庄玮翻找书柜,找出一本书,转身,走进里屋。

迈过门槛,听见夫人惊呼,他料到发生何事,蕴起几分怒意。

“我才刚叮嘱,切莫分心他事。”

“你焉敢不从?”

他以最快速度,行至夫人身边,惜然,护她在怀。

见到老爷,罗妤安心几许。

庄瑞理直气壮。

“我来问候嫂嫂,周全礼数。”

“兄长经常教导,知书识礼,乃人之根本。”

庄玮忿然作色。

“我何时教你,可以擅闯嫂嫂内卧?”

“出去。”

庄瑞怨言。

“嫂嫂嫁来我府,至今没能与我正式相识。”

“大哥气量太窄。”

庄玮怒意愈盛。

“我气量是否狭窄,轮不到你管。”

“出去!”

罗妤劝解。

“老爷息怒。”

“瑞儿没有恶意,只是跟我玩耍。”

“怪我,经不起吓。”

庄玮反驳。

“他藏得深,有没有恶意,你看不出来。”

庄瑞听得不乐意。

“你这话什么意思?”

“我做什么了?”

“哪得恶意?”

庄玮幽眸,染一道绯色,淬一意阴狠。

“听不见我说话?”

“庄瑞,我最后示诫一次。”

“出去,回府。”

庄瑞吓得退出里屋,离开卧房,嘴上要面子,仍在抱怨。

“小气……”

罗妤敦促提醒。

“我已命人,牵来骏马,停在次院。”

“公忙时辰将至,老爷快些出发。”

庄玮收起怒意,温然一笑。

“好,辛苦夫人。”

“给,你要的书。”

这边,庄玮骑上快马,赶往铜事台。

另一边,庄瑞回府,至思韶居。

“恭请父亲福安。”

方之玄虚扶一把。

“平身,赐座。”

“你这是,送兰儿,往州牧台公忙,刚回来?”

庄瑞起身,一边回话,一边入座。

“回来多时。”

“晏大人说是,有事交代,昨儿,特意告知一声,让夫人今日早些过去。”

“于是乎,我便早起,吩咐厨子,准时备好早饭,继而,送她去往州牧台。
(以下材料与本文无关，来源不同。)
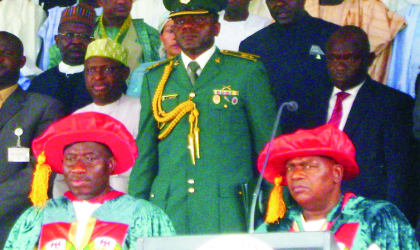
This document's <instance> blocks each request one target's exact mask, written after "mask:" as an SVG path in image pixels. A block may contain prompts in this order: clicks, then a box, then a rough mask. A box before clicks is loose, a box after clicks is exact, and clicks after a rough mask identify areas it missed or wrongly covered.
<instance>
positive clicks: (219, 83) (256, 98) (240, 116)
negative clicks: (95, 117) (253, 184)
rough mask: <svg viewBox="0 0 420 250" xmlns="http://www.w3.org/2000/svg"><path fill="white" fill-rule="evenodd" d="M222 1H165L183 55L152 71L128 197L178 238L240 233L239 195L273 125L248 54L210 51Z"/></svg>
mask: <svg viewBox="0 0 420 250" xmlns="http://www.w3.org/2000/svg"><path fill="white" fill-rule="evenodd" d="M227 2H228V1H227V0H164V4H165V7H166V8H167V9H168V10H170V11H171V14H170V17H171V18H172V19H173V20H174V24H175V28H174V29H175V36H176V40H177V43H178V44H179V46H180V47H181V49H182V52H181V54H180V55H178V56H176V57H175V58H169V59H168V60H166V61H163V62H161V63H159V64H156V65H153V66H151V67H150V68H149V72H148V73H147V74H146V75H145V77H144V82H143V87H142V91H141V105H142V111H141V119H140V126H139V135H138V138H137V145H138V147H139V152H140V154H139V157H138V158H137V161H136V164H135V166H134V167H133V170H132V173H131V177H130V182H129V194H131V195H134V196H136V197H139V198H140V197H141V198H145V199H149V200H150V201H152V202H153V203H154V204H156V205H158V206H160V207H161V208H162V209H163V210H164V211H165V212H166V213H167V214H168V215H169V217H170V219H171V220H172V221H173V224H174V226H175V229H176V232H177V234H214V233H221V232H241V231H244V230H245V229H246V221H245V213H244V205H243V202H242V198H243V197H241V192H240V191H241V185H242V184H244V183H246V182H249V181H251V180H252V179H253V177H254V175H255V173H256V171H255V170H256V165H255V163H256V161H255V160H256V156H257V154H258V152H259V151H260V150H261V149H262V147H263V146H264V144H265V143H266V142H267V141H268V139H269V137H270V134H271V128H272V126H273V122H274V118H275V101H274V98H273V97H272V96H271V94H270V90H269V83H268V77H267V74H266V71H265V69H264V67H263V65H262V63H260V62H259V61H258V59H257V56H253V55H250V54H245V53H238V52H230V51H220V50H219V49H217V48H216V46H215V45H214V37H215V36H217V35H218V33H219V30H220V24H219V23H218V14H217V13H218V12H219V11H221V10H222V9H224V8H225V7H226V5H227Z"/></svg>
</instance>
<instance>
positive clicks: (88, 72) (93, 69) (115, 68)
mask: <svg viewBox="0 0 420 250" xmlns="http://www.w3.org/2000/svg"><path fill="white" fill-rule="evenodd" d="M123 68H124V67H122V66H121V67H113V66H106V67H98V68H86V72H87V73H88V74H89V75H93V74H96V73H98V72H100V73H103V74H105V75H115V74H117V73H119V72H120V70H122V69H123Z"/></svg>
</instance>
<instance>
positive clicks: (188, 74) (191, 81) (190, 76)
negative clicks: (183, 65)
mask: <svg viewBox="0 0 420 250" xmlns="http://www.w3.org/2000/svg"><path fill="white" fill-rule="evenodd" d="M188 68H189V69H190V73H189V74H188V76H189V77H190V80H191V83H192V84H194V83H195V81H197V78H198V74H197V70H198V69H199V68H200V65H199V64H198V63H197V62H196V61H191V62H190V63H189V64H188Z"/></svg>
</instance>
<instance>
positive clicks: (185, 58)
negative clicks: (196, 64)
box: [181, 45, 216, 75]
mask: <svg viewBox="0 0 420 250" xmlns="http://www.w3.org/2000/svg"><path fill="white" fill-rule="evenodd" d="M215 51H216V45H213V46H212V47H211V48H210V49H208V50H206V51H205V52H204V53H203V54H201V55H200V56H199V57H197V58H196V59H195V60H193V59H191V58H189V57H188V56H187V55H186V54H185V53H184V52H183V51H181V58H182V62H183V63H184V66H185V69H186V70H187V72H188V74H190V73H191V72H190V71H191V70H190V69H189V68H188V64H190V62H192V61H196V62H197V63H198V65H200V68H199V69H198V70H197V75H200V74H201V72H202V71H203V69H204V67H205V66H206V64H207V62H208V61H209V60H210V58H211V56H212V55H213V54H214V52H215Z"/></svg>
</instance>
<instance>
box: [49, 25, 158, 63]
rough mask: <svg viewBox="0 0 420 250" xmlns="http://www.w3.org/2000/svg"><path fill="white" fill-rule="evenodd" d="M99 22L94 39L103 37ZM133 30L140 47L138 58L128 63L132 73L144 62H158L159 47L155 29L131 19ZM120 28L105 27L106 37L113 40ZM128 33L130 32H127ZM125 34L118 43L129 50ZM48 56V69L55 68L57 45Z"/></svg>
mask: <svg viewBox="0 0 420 250" xmlns="http://www.w3.org/2000/svg"><path fill="white" fill-rule="evenodd" d="M99 26H100V25H99V21H97V22H96V24H95V33H94V34H95V39H100V38H101V37H103V35H102V34H101V31H100V27H99ZM133 29H134V31H135V33H136V34H137V39H136V41H135V42H136V43H137V44H139V45H140V46H141V51H140V54H139V56H137V60H135V61H133V62H131V63H129V65H128V66H129V67H130V69H131V70H132V71H134V69H136V68H137V67H138V66H139V64H141V63H144V62H154V61H157V60H159V47H160V44H161V42H160V38H159V31H157V30H156V29H155V28H153V27H151V26H149V25H148V24H146V23H145V22H144V20H143V19H133ZM119 30H120V28H118V27H105V31H106V33H107V36H108V37H110V38H112V39H115V37H116V36H117V34H118V32H119ZM128 32H130V30H129V31H128ZM128 32H125V33H124V34H123V35H122V36H120V37H119V39H118V41H117V42H119V43H121V44H123V45H124V46H126V47H127V48H129V47H130V46H129V44H124V39H125V38H126V34H127V33H128ZM49 56H50V62H49V64H48V68H53V67H55V66H57V65H58V64H59V63H60V62H61V54H60V50H59V49H58V47H57V45H56V44H54V45H52V46H51V47H50V49H49Z"/></svg>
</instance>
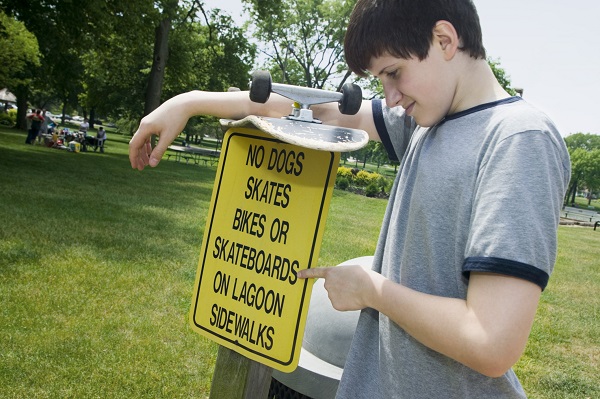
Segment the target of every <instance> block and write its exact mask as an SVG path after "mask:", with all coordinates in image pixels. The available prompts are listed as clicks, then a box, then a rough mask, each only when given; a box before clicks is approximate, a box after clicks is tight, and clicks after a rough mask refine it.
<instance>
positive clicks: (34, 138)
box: [25, 109, 44, 145]
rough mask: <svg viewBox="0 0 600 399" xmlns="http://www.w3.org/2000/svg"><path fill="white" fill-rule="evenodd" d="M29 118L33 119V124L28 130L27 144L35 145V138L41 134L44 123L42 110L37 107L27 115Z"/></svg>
mask: <svg viewBox="0 0 600 399" xmlns="http://www.w3.org/2000/svg"><path fill="white" fill-rule="evenodd" d="M27 119H29V120H30V121H31V125H30V127H29V131H28V132H27V138H26V139H25V144H32V145H33V144H34V143H35V138H36V137H37V136H38V135H39V134H40V129H41V127H42V123H43V122H44V117H43V116H42V111H41V110H39V109H36V110H35V111H34V112H32V113H31V114H29V115H27Z"/></svg>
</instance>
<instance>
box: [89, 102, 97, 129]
mask: <svg viewBox="0 0 600 399" xmlns="http://www.w3.org/2000/svg"><path fill="white" fill-rule="evenodd" d="M95 120H96V109H95V108H94V107H92V109H90V119H89V123H90V129H93V128H94V121H95Z"/></svg>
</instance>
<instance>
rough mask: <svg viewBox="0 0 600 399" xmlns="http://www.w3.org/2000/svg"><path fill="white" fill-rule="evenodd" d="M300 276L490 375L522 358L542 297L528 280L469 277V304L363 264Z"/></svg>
mask: <svg viewBox="0 0 600 399" xmlns="http://www.w3.org/2000/svg"><path fill="white" fill-rule="evenodd" d="M298 277H300V278H306V277H308V278H314V277H317V278H321V277H322V278H325V288H326V289H327V291H328V294H329V298H330V299H331V302H332V304H333V306H334V308H336V309H338V310H358V309H363V308H365V307H371V308H374V309H376V310H377V311H379V312H381V313H383V314H385V315H386V316H388V317H389V318H390V319H391V320H392V321H394V322H395V323H396V324H398V325H399V326H400V327H401V328H402V329H404V330H405V331H406V332H407V333H409V334H410V335H411V336H412V337H414V338H415V339H417V340H418V341H419V342H421V343H422V344H423V345H425V346H427V347H429V348H431V349H433V350H435V351H437V352H439V353H442V354H444V355H446V356H448V357H450V358H452V359H454V360H456V361H458V362H460V363H462V364H464V365H466V366H468V367H470V368H472V369H474V370H476V371H478V372H479V373H482V374H484V375H486V376H489V377H499V376H501V375H503V374H504V373H505V372H506V371H508V370H509V369H510V368H511V367H512V366H513V365H514V363H516V361H517V360H518V359H519V357H520V356H521V354H522V352H523V350H524V348H525V345H526V343H527V338H528V337H529V332H530V330H531V326H532V324H533V319H534V317H535V312H536V308H537V305H538V301H539V298H540V294H541V289H540V287H538V286H537V285H535V284H533V283H531V282H528V281H526V280H522V279H518V278H514V277H508V276H502V275H496V274H491V273H474V272H472V273H471V277H470V280H469V288H468V293H467V298H466V300H463V299H455V298H446V297H440V296H434V295H429V294H424V293H421V292H418V291H414V290H412V289H410V288H407V287H404V286H402V285H399V284H396V283H394V282H392V281H390V280H388V279H386V278H385V277H383V276H382V275H380V274H379V273H376V272H373V271H369V270H365V269H363V268H362V267H359V266H345V267H344V266H340V267H332V268H315V269H307V270H302V271H300V272H299V274H298Z"/></svg>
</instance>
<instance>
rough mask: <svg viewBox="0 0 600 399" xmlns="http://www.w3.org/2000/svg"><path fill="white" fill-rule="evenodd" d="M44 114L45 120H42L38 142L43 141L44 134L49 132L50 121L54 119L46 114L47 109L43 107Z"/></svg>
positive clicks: (43, 112) (47, 133) (38, 142)
mask: <svg viewBox="0 0 600 399" xmlns="http://www.w3.org/2000/svg"><path fill="white" fill-rule="evenodd" d="M42 116H43V117H44V120H43V121H42V126H41V127H40V132H39V134H38V136H37V138H38V143H41V142H42V136H43V135H44V134H48V128H49V127H50V123H52V121H51V120H50V117H48V116H46V110H45V109H42Z"/></svg>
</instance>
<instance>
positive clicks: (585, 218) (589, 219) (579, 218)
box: [562, 206, 600, 223]
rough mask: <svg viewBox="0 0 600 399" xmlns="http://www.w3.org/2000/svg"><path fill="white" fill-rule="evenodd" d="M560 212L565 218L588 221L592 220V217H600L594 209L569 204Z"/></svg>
mask: <svg viewBox="0 0 600 399" xmlns="http://www.w3.org/2000/svg"><path fill="white" fill-rule="evenodd" d="M562 214H563V217H564V218H567V219H576V220H585V221H589V222H590V223H591V222H592V219H594V218H600V214H598V212H596V211H595V210H594V211H593V210H589V209H580V208H572V207H569V206H566V207H564V208H563V210H562Z"/></svg>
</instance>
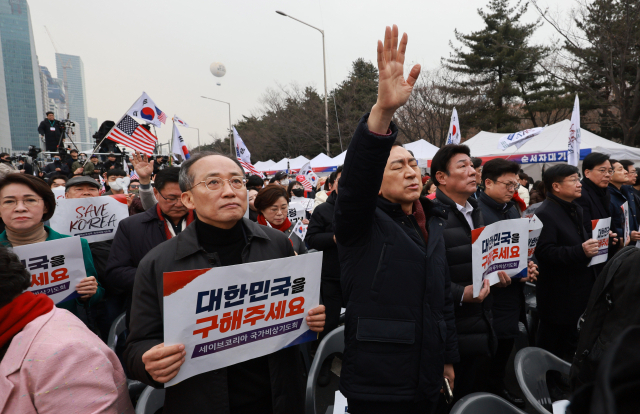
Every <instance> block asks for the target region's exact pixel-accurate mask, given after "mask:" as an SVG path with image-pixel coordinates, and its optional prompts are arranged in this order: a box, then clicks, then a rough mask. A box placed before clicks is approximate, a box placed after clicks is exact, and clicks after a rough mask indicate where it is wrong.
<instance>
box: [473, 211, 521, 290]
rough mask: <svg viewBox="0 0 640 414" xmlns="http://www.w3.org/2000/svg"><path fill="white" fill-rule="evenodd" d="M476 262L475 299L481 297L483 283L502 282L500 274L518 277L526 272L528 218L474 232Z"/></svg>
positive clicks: (474, 259) (475, 260)
mask: <svg viewBox="0 0 640 414" xmlns="http://www.w3.org/2000/svg"><path fill="white" fill-rule="evenodd" d="M471 240H472V244H471V251H472V261H473V265H472V268H473V297H478V295H479V294H480V290H481V289H482V283H483V281H484V280H485V279H489V283H490V285H494V284H496V283H498V282H499V281H500V278H499V277H498V272H500V271H504V272H506V273H507V275H508V276H517V275H518V274H519V273H521V272H523V271H524V272H525V274H524V276H526V271H527V262H528V261H527V256H528V245H529V219H527V218H521V219H513V220H503V221H498V222H495V223H493V224H490V225H488V226H485V227H481V228H478V229H475V230H472V232H471Z"/></svg>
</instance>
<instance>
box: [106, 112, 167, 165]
mask: <svg viewBox="0 0 640 414" xmlns="http://www.w3.org/2000/svg"><path fill="white" fill-rule="evenodd" d="M165 119H166V117H165ZM106 138H107V139H110V140H111V141H115V142H118V143H120V144H123V145H126V146H127V147H129V148H131V149H134V150H136V151H139V152H142V153H143V154H147V155H149V154H153V149H154V148H155V146H156V141H157V140H158V138H156V137H155V136H154V135H153V134H152V133H151V132H149V130H147V129H146V128H144V127H143V126H141V125H140V124H139V123H137V122H136V121H135V120H134V119H133V118H131V117H130V116H129V115H125V116H123V117H122V119H121V120H120V122H118V124H117V125H116V126H115V127H113V129H112V130H111V132H109V135H107V136H106Z"/></svg>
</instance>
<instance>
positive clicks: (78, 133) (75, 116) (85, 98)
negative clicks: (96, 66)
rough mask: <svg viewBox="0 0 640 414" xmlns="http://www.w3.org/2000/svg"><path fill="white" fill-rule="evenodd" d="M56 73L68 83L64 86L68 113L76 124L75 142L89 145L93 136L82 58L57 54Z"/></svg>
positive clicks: (74, 139) (70, 116) (56, 57)
mask: <svg viewBox="0 0 640 414" xmlns="http://www.w3.org/2000/svg"><path fill="white" fill-rule="evenodd" d="M56 71H57V72H58V79H62V81H63V83H64V82H66V84H65V85H64V86H65V92H66V95H67V96H66V99H67V111H68V113H69V119H71V120H72V121H74V122H75V123H76V127H75V137H73V140H74V141H76V145H77V144H79V143H88V142H89V141H90V139H91V136H90V135H89V120H88V119H87V95H86V90H87V89H86V87H85V85H84V65H83V64H82V59H80V56H73V55H65V54H63V53H56ZM65 118H66V114H65ZM78 147H80V145H78Z"/></svg>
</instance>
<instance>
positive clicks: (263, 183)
mask: <svg viewBox="0 0 640 414" xmlns="http://www.w3.org/2000/svg"><path fill="white" fill-rule="evenodd" d="M263 186H264V180H263V179H262V177H260V176H259V175H252V176H250V177H249V179H247V190H251V189H254V190H258V191H260V189H261V188H262V187H263Z"/></svg>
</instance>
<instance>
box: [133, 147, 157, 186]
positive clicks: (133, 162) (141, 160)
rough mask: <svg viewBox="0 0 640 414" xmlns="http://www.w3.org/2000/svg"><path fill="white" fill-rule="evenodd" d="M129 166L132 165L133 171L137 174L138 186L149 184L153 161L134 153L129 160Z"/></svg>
mask: <svg viewBox="0 0 640 414" xmlns="http://www.w3.org/2000/svg"><path fill="white" fill-rule="evenodd" d="M131 164H133V169H134V170H136V174H138V178H139V179H140V184H145V185H146V184H149V183H150V182H151V175H153V160H151V161H149V159H148V158H147V156H146V155H144V154H140V153H139V152H138V151H136V152H135V153H134V154H133V157H132V158H131Z"/></svg>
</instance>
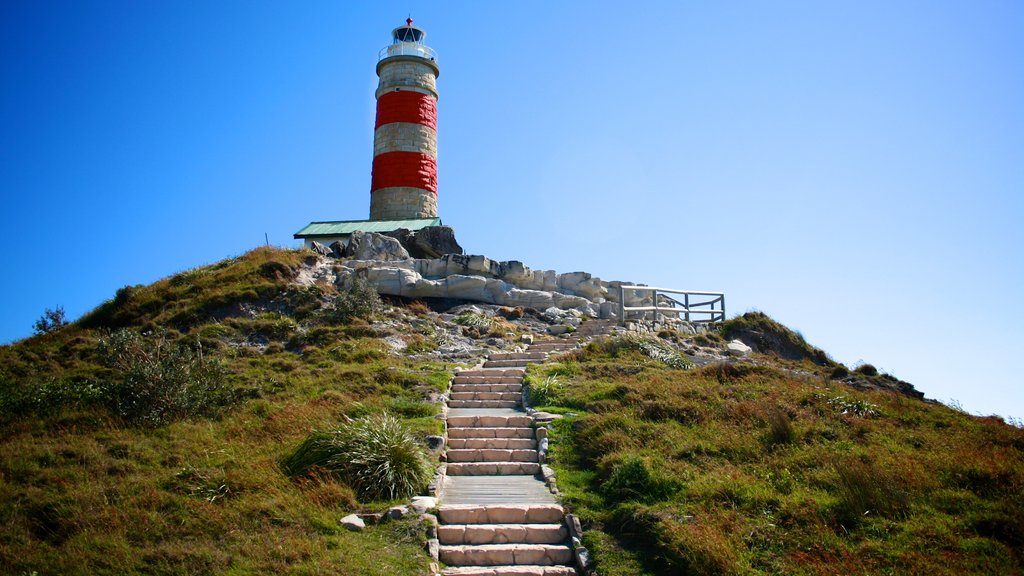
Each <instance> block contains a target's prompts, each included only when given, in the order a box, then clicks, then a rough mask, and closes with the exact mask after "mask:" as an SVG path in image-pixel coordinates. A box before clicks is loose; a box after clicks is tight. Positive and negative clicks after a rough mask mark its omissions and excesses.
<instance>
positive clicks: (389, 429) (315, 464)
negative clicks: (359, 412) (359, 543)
mask: <svg viewBox="0 0 1024 576" xmlns="http://www.w3.org/2000/svg"><path fill="white" fill-rule="evenodd" d="M313 466H318V467H322V468H324V469H326V470H328V471H330V472H331V474H332V475H335V476H336V477H337V478H339V479H340V480H342V481H344V482H346V483H347V484H348V485H350V486H352V487H353V488H354V489H355V490H357V491H358V492H359V495H360V496H362V497H365V498H371V499H374V498H385V499H394V498H403V497H409V496H412V495H414V494H416V493H418V492H419V491H420V490H421V489H423V487H425V486H426V484H427V482H429V481H430V477H431V475H432V469H431V465H430V463H429V461H428V460H427V455H426V452H425V451H424V449H423V446H421V445H420V443H418V442H417V441H416V440H415V439H414V438H413V436H412V434H411V433H410V431H409V428H408V427H406V425H404V424H403V423H402V422H400V421H399V420H398V419H397V418H395V417H393V416H391V415H389V414H386V413H385V414H372V415H369V416H365V417H362V418H359V419H357V420H353V421H352V422H350V423H349V424H347V425H346V426H344V427H342V428H340V429H338V430H334V431H330V433H323V431H314V433H312V434H311V435H310V436H309V437H308V438H306V439H305V440H304V441H303V442H302V444H301V445H299V447H298V448H297V449H296V450H295V452H293V453H292V454H290V455H289V456H287V457H286V458H285V459H284V460H283V461H282V468H284V469H285V471H287V472H288V474H289V475H292V476H297V475H303V474H306V472H307V471H309V470H310V469H312V468H313Z"/></svg>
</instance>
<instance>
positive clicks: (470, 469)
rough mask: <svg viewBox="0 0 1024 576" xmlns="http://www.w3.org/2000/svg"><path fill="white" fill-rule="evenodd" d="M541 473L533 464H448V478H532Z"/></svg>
mask: <svg viewBox="0 0 1024 576" xmlns="http://www.w3.org/2000/svg"><path fill="white" fill-rule="evenodd" d="M540 471H541V464H539V463H537V462H536V461H535V462H449V463H447V475H449V476H534V475H536V474H538V472H540Z"/></svg>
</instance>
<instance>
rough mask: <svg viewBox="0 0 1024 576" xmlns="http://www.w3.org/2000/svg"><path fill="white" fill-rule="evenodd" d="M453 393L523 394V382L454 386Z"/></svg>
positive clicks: (475, 384)
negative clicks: (502, 393)
mask: <svg viewBox="0 0 1024 576" xmlns="http://www.w3.org/2000/svg"><path fill="white" fill-rule="evenodd" d="M452 392H453V393H457V392H515V393H518V392H522V382H510V383H507V384H452Z"/></svg>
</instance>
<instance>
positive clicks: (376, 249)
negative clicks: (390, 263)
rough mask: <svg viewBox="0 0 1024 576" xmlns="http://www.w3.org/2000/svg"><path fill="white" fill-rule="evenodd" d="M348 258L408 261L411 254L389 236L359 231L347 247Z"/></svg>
mask: <svg viewBox="0 0 1024 576" xmlns="http://www.w3.org/2000/svg"><path fill="white" fill-rule="evenodd" d="M314 244H315V243H314ZM344 254H345V256H346V257H350V258H354V259H356V260H386V261H390V260H408V259H409V258H410V255H409V252H407V251H406V249H404V248H402V247H401V243H400V242H398V241H397V240H395V239H394V238H391V237H389V236H384V235H383V234H376V233H373V232H362V231H360V230H357V231H355V232H353V233H352V236H351V237H350V238H349V239H348V244H347V245H346V246H345V252H344Z"/></svg>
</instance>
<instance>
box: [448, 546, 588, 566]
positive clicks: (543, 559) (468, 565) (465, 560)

”

方之玄肃容之中,余一丝慈和。

“瑞儿懂得体贴妻子,为父深感欣慰。”

庄瑞禀告。

“我有一封书信,奉交父亲。”

方之玄啼笑皆非。

“同住一府,朝夕得见,何需传信?”

“你这孩子,何时变得腼腆?”

“呈上来,我看看。”

庄瑞离座走去,奉上书信。

“父亲请过目。”

方之玄打开信封,愉然低眸阅看,没一会儿,愉色消逝不见,取而代之,无比严峻。

回座,见父亲神色不对,庄瑞大胆猜度。

“帝瑾王遭遇不测?”

方之玄怒斥。

“住口。”

“胡说什么?”

庄瑞继续猜度。

“表姐遭遇不测?”

方之玄神色更加严峻。

“闭上你的乌鸦嘴。”

庄瑞疑问。

“那你为何,阴沉脸色?”

方之玄摆摆手。

“机密之事,你少打听。”

“退下,回居去。”

庄瑞鸣不平。

“父亲莫非将我当作敌者?”

“己方机密,为什么不能告诉我?”

方之玄威仪孔时。

“没有为什么。”

“这里没你的事,退下。”

庄瑞倔强。

“孩儿不服,坚决不退。”

方之玄厉声告诫。

“我让你退下。”

“敢不从命,为父唤来家丁,把你丢出去。”

庄瑞气恼。

“早知结果,我便舍去礼节,偷偷阅信,省得堵心难受。”

方之玄呼喊。

“来人……”

庄瑞急忙示弱,规规矩矩行礼。

“别丢别丢,我自己走。”

“孩儿告退。”

怀怒不快,庄瑞退出思韶居,自言自语,埋怨不休。

“一个喜欢用谋算计人,一个喜欢用武欺负人,哼,俱胜之不武。我大人不记小人过,素来不跟他们一般见识。”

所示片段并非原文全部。